Je suis actuellement professeure agrégée et chercheure en éducation au Secteur éducation et lettres de l’Université de Moncton, campus d’Edmundston (UMCE). À titre de professeure, je suis responsable de l’enseignement des cours de santé scolaire et de psychopédagogie des enfants et des adolescents dans le cadre des programmes de formation initiale à l’enseignement, filières primaire et secondaire.
À titre de chercheure, je suis membre de la Faculté des études supérieures et de la recherche (FESR) de l’Université de Moncton. Je suis activement engagée dans des recherches touchant à la compréhension de l’expérience vécue du stress en milieux éducatifs et qui sont financées, entre autres, par la FESR et le Conseil de recherches en sciences humaines du Canada (CRSH).

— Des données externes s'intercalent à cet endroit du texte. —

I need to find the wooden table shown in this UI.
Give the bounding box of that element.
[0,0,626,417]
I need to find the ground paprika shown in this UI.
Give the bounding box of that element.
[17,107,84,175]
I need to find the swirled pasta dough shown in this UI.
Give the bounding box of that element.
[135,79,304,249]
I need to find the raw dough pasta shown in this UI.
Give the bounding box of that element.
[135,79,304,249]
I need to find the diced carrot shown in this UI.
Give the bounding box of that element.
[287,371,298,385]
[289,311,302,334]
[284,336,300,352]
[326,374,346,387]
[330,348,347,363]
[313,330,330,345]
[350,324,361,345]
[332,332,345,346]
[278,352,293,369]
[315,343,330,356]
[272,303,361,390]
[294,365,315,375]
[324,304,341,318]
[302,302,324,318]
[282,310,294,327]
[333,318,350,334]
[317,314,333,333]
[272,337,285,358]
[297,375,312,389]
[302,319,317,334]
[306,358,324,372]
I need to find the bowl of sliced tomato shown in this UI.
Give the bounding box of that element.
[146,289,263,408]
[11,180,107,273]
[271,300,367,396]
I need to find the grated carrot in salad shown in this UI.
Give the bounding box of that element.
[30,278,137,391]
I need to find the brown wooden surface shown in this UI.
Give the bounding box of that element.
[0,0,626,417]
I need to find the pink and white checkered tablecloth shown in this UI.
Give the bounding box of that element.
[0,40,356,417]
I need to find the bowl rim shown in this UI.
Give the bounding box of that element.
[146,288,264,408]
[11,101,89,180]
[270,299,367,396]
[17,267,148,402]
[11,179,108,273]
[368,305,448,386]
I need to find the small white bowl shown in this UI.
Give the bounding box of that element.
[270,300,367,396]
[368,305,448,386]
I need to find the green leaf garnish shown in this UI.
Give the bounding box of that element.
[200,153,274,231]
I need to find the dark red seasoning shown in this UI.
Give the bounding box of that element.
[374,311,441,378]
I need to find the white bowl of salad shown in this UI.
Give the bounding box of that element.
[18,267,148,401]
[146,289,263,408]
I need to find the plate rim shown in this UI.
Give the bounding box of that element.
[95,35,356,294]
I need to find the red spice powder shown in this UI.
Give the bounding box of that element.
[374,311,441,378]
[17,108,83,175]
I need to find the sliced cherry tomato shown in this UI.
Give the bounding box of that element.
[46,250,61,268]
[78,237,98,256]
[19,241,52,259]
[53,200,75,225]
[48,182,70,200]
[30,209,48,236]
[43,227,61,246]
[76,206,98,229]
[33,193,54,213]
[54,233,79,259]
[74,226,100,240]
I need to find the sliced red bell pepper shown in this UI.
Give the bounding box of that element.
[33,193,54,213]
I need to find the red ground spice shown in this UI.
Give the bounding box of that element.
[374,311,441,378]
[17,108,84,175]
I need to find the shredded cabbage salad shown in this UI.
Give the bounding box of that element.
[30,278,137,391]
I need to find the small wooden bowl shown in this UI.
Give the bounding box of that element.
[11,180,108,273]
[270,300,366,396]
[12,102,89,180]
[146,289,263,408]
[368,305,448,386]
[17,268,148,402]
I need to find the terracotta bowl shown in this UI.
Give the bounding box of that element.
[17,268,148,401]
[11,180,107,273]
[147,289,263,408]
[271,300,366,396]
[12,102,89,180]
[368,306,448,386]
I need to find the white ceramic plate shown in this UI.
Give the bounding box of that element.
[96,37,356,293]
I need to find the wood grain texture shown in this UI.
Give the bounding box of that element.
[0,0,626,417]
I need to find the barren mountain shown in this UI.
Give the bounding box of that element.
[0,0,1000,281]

Globalement, mes principaux créneaux d’enseignement et de recherche se chevauchent et gravitent autour du stress chez les écoliers (primaire et secondaire) et des étudiants du postsecondaire, de l’éducation pour la santé, du partenariat parents/élèves/personnels scolaires, de l’utilisation de la visualisation en milieu scolaire ainsi que de l’application méthodologique de la phénoménologie en éducation.
2) Quelle formation avez-vous reçue?
Je possède une double formation universitaire : je suis titulaire d’un diplôme et d’un baccalauréat en sciences infirmières ainsi que d’un baccalauréat, d’une maîtrise et d’un doctorat en éducation. J’ai entrepris des études en sciences infirmières à Edmundston et à Ottawa avant d’obtenir un baccalauréat en éducation (enseignement postsecondaire) de l’UMCE ainsi qu’une maîtrise en éducation (enseignement) de l’UQAR. Durant mes études doctorales, je complétais une formation internationale en recherche qualitative phénoménologique (Phenomenology Online) offerte virtuellement à 17 doctorants par le professeur émérite, Max van Manen, Ph.D. de l’Université de l’Alberta. En 2004, je décrochais un doctorat en éducation de l’UQAM en association avec l’UQAR.

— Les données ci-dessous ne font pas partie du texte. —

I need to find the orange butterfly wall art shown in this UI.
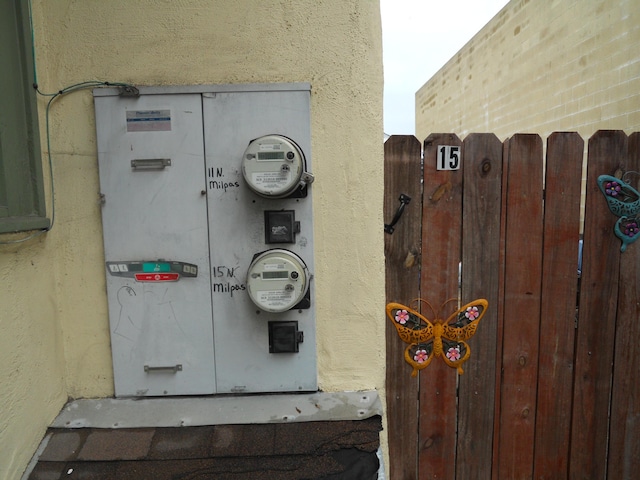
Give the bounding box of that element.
[387,298,489,377]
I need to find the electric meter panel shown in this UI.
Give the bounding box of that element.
[94,84,318,397]
[247,249,309,312]
[242,135,310,198]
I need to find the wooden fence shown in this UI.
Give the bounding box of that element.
[384,131,640,480]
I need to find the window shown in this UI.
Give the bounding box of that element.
[0,0,49,233]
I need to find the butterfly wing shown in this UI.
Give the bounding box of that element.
[442,298,489,374]
[613,213,640,252]
[597,175,640,217]
[404,340,435,377]
[387,303,433,344]
[387,303,433,377]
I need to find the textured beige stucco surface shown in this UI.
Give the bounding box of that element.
[416,0,640,140]
[0,0,385,479]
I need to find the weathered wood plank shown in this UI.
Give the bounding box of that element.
[418,134,463,480]
[569,130,627,480]
[384,135,422,480]
[607,132,640,478]
[497,134,543,480]
[491,138,510,480]
[533,133,584,479]
[456,134,503,480]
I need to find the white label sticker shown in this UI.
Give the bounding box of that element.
[252,171,291,190]
[260,143,282,150]
[264,263,286,270]
[257,290,293,308]
[127,110,171,132]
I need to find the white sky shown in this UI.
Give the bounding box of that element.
[380,0,509,135]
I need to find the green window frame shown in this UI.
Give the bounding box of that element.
[0,0,50,233]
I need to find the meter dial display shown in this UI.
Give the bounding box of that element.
[242,135,305,198]
[247,249,309,313]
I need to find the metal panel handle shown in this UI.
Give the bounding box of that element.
[131,158,171,170]
[144,364,182,373]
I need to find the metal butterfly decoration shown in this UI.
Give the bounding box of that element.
[387,298,489,377]
[597,172,640,252]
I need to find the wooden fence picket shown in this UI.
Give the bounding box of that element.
[384,135,422,480]
[456,134,503,480]
[569,131,627,480]
[533,133,584,478]
[384,131,640,480]
[607,132,640,478]
[418,134,462,480]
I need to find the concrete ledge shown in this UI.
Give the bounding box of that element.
[51,391,382,428]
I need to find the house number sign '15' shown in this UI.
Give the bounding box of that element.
[437,145,460,170]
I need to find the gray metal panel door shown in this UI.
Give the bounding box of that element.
[95,94,216,396]
[203,90,317,393]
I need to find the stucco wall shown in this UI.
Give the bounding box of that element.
[0,0,385,478]
[416,0,640,139]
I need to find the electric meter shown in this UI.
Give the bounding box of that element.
[247,248,309,313]
[242,135,313,198]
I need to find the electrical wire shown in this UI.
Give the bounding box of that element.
[0,0,135,245]
[0,81,133,245]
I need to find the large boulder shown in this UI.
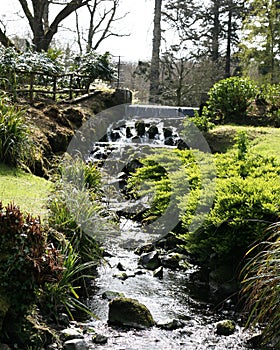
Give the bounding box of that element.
[108,298,155,329]
[138,250,161,270]
[216,320,235,335]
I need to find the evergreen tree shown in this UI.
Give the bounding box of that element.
[240,0,280,83]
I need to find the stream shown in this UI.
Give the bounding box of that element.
[85,219,252,350]
[68,106,262,350]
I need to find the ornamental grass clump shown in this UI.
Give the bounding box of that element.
[0,94,34,166]
[242,222,280,349]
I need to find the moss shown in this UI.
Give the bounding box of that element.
[0,291,10,330]
[217,320,235,335]
[108,298,155,329]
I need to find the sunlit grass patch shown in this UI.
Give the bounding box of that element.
[0,164,51,218]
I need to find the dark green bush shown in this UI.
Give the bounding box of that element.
[70,51,116,89]
[182,153,280,265]
[128,144,280,268]
[202,77,260,124]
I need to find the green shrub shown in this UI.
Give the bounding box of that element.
[37,236,96,320]
[184,111,215,132]
[70,51,116,89]
[202,77,259,124]
[241,222,280,349]
[0,95,34,166]
[260,84,280,127]
[182,153,280,265]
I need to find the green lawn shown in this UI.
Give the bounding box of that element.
[206,125,280,160]
[0,164,51,218]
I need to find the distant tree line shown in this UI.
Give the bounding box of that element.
[0,0,280,106]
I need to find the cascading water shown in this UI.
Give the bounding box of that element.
[80,110,260,350]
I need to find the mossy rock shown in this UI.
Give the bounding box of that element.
[108,298,155,329]
[216,320,235,335]
[0,292,10,331]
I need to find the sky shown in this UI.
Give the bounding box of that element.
[0,0,154,62]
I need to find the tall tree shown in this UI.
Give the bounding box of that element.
[149,0,162,103]
[240,0,280,83]
[0,0,90,51]
[76,0,126,52]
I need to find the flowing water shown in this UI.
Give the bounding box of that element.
[81,110,262,350]
[84,219,258,350]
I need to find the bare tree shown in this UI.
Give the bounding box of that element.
[149,0,162,103]
[0,0,90,51]
[73,0,127,52]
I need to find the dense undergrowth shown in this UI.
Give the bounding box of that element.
[0,79,280,346]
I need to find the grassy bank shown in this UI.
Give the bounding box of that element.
[0,164,51,218]
[206,125,280,160]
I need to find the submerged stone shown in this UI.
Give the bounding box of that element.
[139,251,161,270]
[216,320,235,335]
[102,290,124,301]
[157,318,185,331]
[63,339,89,350]
[108,298,155,329]
[153,266,163,278]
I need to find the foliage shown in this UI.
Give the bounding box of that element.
[48,159,105,262]
[128,139,280,268]
[182,150,280,265]
[70,51,116,89]
[0,202,63,314]
[0,94,33,165]
[239,0,280,83]
[241,222,280,349]
[261,84,280,127]
[0,47,62,91]
[202,77,259,124]
[235,130,249,160]
[0,164,52,221]
[37,236,96,319]
[125,149,213,231]
[186,111,215,132]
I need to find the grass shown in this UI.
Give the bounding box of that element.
[206,125,280,160]
[0,163,51,219]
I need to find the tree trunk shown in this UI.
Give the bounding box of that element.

3) Parlez-nous un peu de votre cheminement professionnel. D’où vient votre passion pour les recherches ou le travail que vous faites et comment s’est-elle développée?
Mon intérêt pour le stress tel que vécu par les jeunes a initialement été soutenu lors de ma pratique en tant qu’infirmière scolaire à temps plein dans une polyvalente qui accueillait quelque 2000 élèves âgés de 15 à 19 ans. Responsable de la promotion de la santé par le biais de l’enseignement en salle de classe et de la consultation clinique, c’est à cette époque que mon questionnement de chercheure s’enracine. Particulièrement, plusieurs élèves parlent, sans toutefois les identifier, de troubles divers que je finis par associer à un ajustement scolaire, social ou familial exigeant. Quelle est cette réalité vécue qu’ils ne nomment pas (le stress), mais qui se manifeste à travers des inconforts, des symptômes, des limites et aussi des défis qu’ils relèvent souvent avec brio?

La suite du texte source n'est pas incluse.